Abstract

CRISPR/Cas9-mediated gene-editing, using injected Cas9 protein, was achieved in the Caribbean fruit fly, Anastrepha suspensa, by initially targeting an exogenous transgene, polyubiquitin-regulated EGFP (PUb-EGFP), for heritable non-homologous end-joining (NHEJ) knock-outs using an individual sgRNA. Multiple deletion mutations, ranging from two to five nts proximal to the target site, were identified phenotypically by the loss of green fluorescence in transgenic flies that were also marked with PUb-DsRed. This represented a relatively high efficiency rate of 29% for germ-line mutations. Similar conditions were then used to target an endogenous sex-determination gene, As-transformer-2 (Astra-2), using two sgRNAs that targeted independent exon sequences 671 bp apart. Somatic mutations were identified phenotypically in G0 adult flies at a frequency of 81% based upon intersexual genital morphology, expected to occur only in XX females since Astra-2 knock-outs by dsRNA do not have a phenotypic effect in XY males.
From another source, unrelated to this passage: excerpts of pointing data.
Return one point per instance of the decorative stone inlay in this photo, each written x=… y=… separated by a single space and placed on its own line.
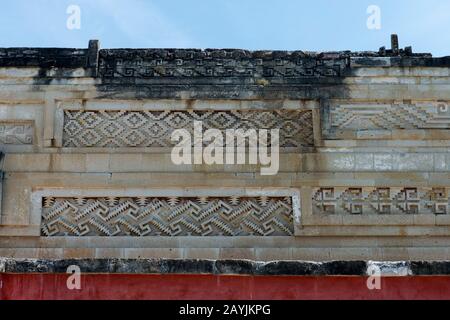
x=154 y=128
x=176 y=63
x=167 y=216
x=382 y=200
x=16 y=133
x=420 y=115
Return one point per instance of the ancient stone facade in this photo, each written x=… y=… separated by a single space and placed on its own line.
x=364 y=154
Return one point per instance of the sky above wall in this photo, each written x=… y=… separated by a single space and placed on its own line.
x=319 y=25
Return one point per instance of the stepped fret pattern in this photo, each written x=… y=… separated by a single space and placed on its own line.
x=383 y=200
x=172 y=216
x=154 y=128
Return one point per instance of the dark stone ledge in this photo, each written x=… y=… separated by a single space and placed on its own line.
x=223 y=267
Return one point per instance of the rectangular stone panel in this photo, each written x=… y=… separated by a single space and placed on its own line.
x=124 y=128
x=16 y=133
x=380 y=200
x=168 y=216
x=381 y=120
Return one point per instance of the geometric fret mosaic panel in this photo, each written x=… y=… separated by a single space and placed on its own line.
x=420 y=115
x=383 y=200
x=154 y=128
x=167 y=216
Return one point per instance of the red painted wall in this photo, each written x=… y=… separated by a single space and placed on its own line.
x=123 y=286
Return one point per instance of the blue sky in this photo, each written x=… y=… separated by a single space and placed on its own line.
x=319 y=25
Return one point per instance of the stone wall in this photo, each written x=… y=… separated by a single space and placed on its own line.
x=364 y=167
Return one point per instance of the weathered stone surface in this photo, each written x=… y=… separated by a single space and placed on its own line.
x=369 y=128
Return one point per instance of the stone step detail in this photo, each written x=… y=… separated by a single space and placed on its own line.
x=421 y=115
x=16 y=133
x=167 y=216
x=381 y=200
x=111 y=129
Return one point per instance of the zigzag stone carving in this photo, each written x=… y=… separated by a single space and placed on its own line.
x=154 y=128
x=383 y=200
x=172 y=216
x=16 y=133
x=188 y=63
x=423 y=115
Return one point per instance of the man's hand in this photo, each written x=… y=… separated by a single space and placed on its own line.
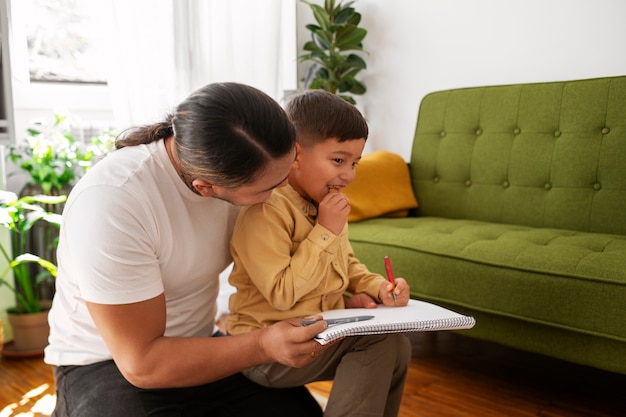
x=290 y=343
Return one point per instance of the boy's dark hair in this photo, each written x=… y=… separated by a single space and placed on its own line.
x=319 y=115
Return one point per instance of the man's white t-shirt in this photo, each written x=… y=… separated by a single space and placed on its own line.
x=132 y=230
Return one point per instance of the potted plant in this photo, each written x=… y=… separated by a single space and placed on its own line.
x=53 y=159
x=19 y=215
x=333 y=40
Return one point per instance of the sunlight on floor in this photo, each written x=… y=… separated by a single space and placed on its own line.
x=35 y=403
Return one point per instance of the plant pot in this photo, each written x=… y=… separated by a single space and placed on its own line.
x=30 y=331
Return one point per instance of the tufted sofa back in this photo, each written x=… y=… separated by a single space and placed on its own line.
x=544 y=155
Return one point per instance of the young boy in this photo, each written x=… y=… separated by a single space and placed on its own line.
x=292 y=258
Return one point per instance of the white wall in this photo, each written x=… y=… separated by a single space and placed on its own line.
x=419 y=46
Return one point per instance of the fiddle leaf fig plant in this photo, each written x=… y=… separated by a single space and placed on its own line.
x=19 y=215
x=334 y=40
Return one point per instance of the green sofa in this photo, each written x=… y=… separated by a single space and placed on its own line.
x=522 y=216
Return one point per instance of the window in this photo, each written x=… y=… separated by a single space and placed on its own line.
x=63 y=41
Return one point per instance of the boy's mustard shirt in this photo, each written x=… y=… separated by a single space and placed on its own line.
x=286 y=265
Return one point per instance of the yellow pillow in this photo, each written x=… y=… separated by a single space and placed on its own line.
x=381 y=188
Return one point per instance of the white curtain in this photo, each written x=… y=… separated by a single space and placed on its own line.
x=161 y=50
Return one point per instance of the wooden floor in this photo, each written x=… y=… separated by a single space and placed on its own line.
x=451 y=376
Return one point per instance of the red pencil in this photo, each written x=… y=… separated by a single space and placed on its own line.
x=390 y=277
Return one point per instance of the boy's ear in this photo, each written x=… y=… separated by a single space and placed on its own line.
x=203 y=187
x=296 y=162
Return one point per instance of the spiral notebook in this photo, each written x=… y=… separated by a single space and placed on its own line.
x=417 y=316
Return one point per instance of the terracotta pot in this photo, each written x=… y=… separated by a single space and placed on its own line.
x=30 y=331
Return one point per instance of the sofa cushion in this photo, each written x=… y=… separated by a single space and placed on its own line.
x=544 y=154
x=382 y=187
x=508 y=270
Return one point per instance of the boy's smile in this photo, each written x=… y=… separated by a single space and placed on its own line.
x=325 y=166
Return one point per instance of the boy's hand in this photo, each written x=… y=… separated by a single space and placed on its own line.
x=401 y=290
x=333 y=211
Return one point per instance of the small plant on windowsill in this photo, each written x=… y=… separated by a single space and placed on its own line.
x=19 y=215
x=334 y=40
x=53 y=159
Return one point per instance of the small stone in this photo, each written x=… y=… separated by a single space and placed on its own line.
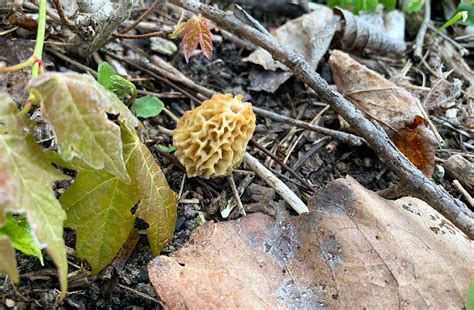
x=342 y=167
x=10 y=303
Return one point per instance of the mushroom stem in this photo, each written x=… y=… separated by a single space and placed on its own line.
x=284 y=191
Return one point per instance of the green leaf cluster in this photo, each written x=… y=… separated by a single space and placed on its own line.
x=26 y=180
x=144 y=107
x=466 y=6
x=118 y=178
x=362 y=5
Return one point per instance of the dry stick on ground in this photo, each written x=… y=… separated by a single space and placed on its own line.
x=420 y=37
x=64 y=19
x=152 y=74
x=283 y=165
x=342 y=136
x=142 y=17
x=412 y=179
x=161 y=34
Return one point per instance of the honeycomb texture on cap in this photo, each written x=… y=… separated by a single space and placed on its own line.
x=211 y=139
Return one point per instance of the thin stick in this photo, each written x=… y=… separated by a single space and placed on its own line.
x=285 y=166
x=161 y=34
x=416 y=183
x=138 y=293
x=64 y=19
x=342 y=136
x=230 y=178
x=420 y=37
x=153 y=75
x=73 y=62
x=284 y=191
x=139 y=20
x=464 y=192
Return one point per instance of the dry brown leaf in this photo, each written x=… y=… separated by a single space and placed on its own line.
x=354 y=250
x=308 y=35
x=394 y=107
x=413 y=144
x=195 y=31
x=360 y=33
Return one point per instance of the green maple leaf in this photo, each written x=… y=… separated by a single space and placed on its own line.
x=99 y=205
x=78 y=107
x=7 y=258
x=157 y=201
x=33 y=177
x=21 y=235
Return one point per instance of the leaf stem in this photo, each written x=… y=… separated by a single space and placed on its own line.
x=38 y=52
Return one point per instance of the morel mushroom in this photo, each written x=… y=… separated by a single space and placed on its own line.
x=211 y=139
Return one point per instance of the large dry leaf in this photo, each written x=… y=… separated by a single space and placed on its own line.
x=34 y=175
x=394 y=107
x=7 y=259
x=353 y=250
x=77 y=107
x=99 y=206
x=308 y=35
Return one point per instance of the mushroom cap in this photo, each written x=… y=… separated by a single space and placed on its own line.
x=211 y=139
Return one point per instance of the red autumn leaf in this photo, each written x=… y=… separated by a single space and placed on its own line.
x=417 y=122
x=417 y=148
x=195 y=31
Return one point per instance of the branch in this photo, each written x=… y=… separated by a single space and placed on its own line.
x=411 y=178
x=64 y=19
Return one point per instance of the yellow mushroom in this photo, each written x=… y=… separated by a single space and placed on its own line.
x=211 y=139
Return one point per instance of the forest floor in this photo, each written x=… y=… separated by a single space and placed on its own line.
x=317 y=158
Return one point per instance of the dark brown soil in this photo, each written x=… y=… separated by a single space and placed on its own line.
x=227 y=73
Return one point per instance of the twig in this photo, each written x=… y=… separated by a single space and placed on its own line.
x=285 y=166
x=138 y=293
x=72 y=62
x=153 y=75
x=64 y=19
x=420 y=37
x=3 y=33
x=412 y=178
x=142 y=17
x=230 y=178
x=287 y=194
x=464 y=192
x=461 y=49
x=161 y=34
x=342 y=136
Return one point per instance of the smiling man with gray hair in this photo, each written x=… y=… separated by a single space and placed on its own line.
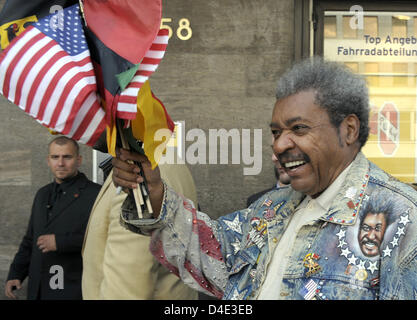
x=295 y=242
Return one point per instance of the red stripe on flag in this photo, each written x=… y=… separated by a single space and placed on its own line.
x=158 y=47
x=100 y=128
x=52 y=83
x=84 y=93
x=128 y=99
x=16 y=60
x=40 y=77
x=86 y=121
x=148 y=60
x=64 y=95
x=27 y=69
x=170 y=123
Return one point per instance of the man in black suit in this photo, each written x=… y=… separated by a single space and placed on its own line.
x=50 y=252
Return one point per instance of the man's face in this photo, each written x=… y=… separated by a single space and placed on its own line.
x=283 y=177
x=306 y=144
x=63 y=161
x=371 y=233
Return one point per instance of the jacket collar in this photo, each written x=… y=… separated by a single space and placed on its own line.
x=345 y=206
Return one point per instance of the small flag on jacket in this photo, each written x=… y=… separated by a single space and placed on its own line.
x=309 y=290
x=48 y=73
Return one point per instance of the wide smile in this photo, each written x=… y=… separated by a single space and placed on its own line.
x=292 y=167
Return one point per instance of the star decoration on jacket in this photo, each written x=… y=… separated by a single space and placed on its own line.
x=404 y=220
x=352 y=260
x=400 y=231
x=373 y=266
x=345 y=252
x=236 y=246
x=341 y=243
x=341 y=233
x=350 y=193
x=234 y=224
x=238 y=295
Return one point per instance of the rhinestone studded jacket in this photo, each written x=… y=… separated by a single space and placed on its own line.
x=364 y=247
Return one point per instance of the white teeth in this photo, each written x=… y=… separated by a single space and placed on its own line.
x=293 y=164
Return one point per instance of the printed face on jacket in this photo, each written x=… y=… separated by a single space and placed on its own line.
x=371 y=233
x=381 y=225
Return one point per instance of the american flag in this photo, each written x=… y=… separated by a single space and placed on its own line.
x=47 y=72
x=127 y=104
x=309 y=290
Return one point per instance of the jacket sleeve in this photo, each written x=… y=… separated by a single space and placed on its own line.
x=19 y=268
x=190 y=244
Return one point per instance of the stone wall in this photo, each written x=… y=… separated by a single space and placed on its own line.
x=224 y=76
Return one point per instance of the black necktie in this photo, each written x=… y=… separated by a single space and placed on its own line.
x=56 y=194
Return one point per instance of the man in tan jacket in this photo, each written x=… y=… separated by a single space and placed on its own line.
x=117 y=263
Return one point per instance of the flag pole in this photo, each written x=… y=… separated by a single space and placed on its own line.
x=137 y=193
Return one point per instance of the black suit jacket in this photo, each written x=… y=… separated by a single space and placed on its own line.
x=69 y=218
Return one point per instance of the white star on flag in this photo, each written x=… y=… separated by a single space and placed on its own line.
x=404 y=220
x=400 y=231
x=235 y=224
x=387 y=252
x=341 y=233
x=372 y=266
x=345 y=252
x=236 y=246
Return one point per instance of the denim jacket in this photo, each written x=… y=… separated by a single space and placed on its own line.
x=364 y=247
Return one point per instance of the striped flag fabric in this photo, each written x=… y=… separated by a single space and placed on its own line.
x=127 y=104
x=48 y=73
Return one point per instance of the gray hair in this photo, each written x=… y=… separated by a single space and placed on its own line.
x=339 y=91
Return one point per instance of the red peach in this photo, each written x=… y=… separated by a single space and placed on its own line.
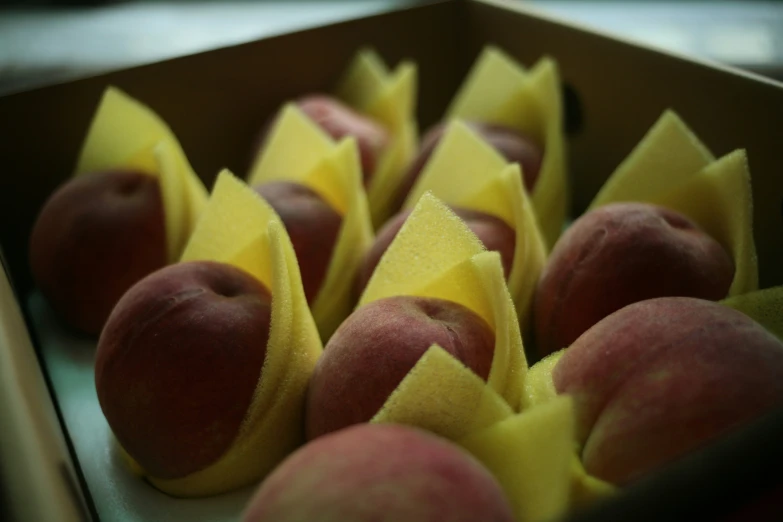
x=378 y=473
x=662 y=377
x=178 y=363
x=373 y=350
x=95 y=237
x=339 y=121
x=620 y=254
x=312 y=225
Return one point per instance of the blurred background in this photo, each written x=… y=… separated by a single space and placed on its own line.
x=43 y=42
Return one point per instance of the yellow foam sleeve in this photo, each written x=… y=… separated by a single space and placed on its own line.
x=388 y=97
x=539 y=388
x=763 y=306
x=454 y=405
x=672 y=168
x=124 y=133
x=436 y=255
x=531 y=456
x=587 y=489
x=237 y=227
x=299 y=151
x=499 y=90
x=465 y=171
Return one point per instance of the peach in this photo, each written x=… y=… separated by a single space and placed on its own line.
x=493 y=232
x=95 y=237
x=312 y=225
x=178 y=363
x=620 y=254
x=373 y=350
x=662 y=377
x=339 y=121
x=379 y=472
x=513 y=145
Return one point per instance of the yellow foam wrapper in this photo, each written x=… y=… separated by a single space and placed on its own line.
x=465 y=171
x=239 y=228
x=124 y=133
x=299 y=151
x=436 y=255
x=531 y=456
x=498 y=90
x=763 y=306
x=672 y=168
x=539 y=388
x=390 y=99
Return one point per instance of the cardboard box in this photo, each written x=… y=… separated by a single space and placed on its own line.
x=215 y=101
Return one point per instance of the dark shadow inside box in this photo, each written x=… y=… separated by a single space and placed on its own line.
x=735 y=478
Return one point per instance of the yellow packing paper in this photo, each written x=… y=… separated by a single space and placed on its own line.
x=465 y=171
x=500 y=91
x=436 y=255
x=763 y=306
x=126 y=134
x=467 y=406
x=539 y=386
x=672 y=168
x=239 y=228
x=390 y=99
x=299 y=151
x=531 y=455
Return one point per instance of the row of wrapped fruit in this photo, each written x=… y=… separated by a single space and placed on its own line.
x=380 y=296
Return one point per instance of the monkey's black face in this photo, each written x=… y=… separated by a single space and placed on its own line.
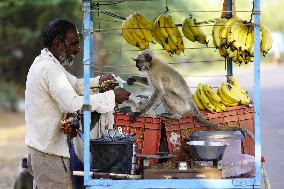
x=143 y=62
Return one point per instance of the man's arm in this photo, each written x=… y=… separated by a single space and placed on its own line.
x=66 y=97
x=78 y=84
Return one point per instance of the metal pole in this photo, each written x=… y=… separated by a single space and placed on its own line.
x=229 y=60
x=257 y=91
x=87 y=28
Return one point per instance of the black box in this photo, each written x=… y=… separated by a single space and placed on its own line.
x=112 y=157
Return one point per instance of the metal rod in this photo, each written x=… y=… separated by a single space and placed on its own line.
x=87 y=57
x=257 y=92
x=229 y=60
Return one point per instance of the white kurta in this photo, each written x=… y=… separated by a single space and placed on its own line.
x=50 y=92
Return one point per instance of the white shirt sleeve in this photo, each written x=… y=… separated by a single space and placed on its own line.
x=78 y=84
x=67 y=99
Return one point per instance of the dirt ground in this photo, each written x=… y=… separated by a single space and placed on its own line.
x=12 y=146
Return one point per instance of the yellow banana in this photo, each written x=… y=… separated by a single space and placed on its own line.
x=170 y=28
x=197 y=102
x=187 y=31
x=224 y=30
x=225 y=100
x=216 y=32
x=211 y=93
x=218 y=105
x=205 y=101
x=134 y=25
x=143 y=23
x=160 y=26
x=127 y=35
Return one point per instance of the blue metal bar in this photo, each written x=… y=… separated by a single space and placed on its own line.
x=257 y=90
x=229 y=60
x=172 y=183
x=87 y=26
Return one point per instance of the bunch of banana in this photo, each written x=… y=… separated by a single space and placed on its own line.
x=206 y=98
x=232 y=94
x=166 y=33
x=234 y=38
x=192 y=31
x=135 y=31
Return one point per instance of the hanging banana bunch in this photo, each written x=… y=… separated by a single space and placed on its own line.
x=229 y=94
x=234 y=38
x=192 y=31
x=166 y=33
x=135 y=31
Consistent with this expectation, twelve types of short indels, ranging from −15 nts to +5 nts, were identified proximal to the 5′ sgRNA-1 target site in intersexual adults. However, the 3′ sgRNA-2 target was only associated with a single 774 bp deletion extending from the sgRNA-1 target site to 100 bp downstream of the sgRNA-2 target. This is encouraging for the eventual use of dual target sites for homology-directed repair (HDR) insertions, but suggests that the sgRNA-2 target site tested may not be optimal for Astra-2 HDR modification.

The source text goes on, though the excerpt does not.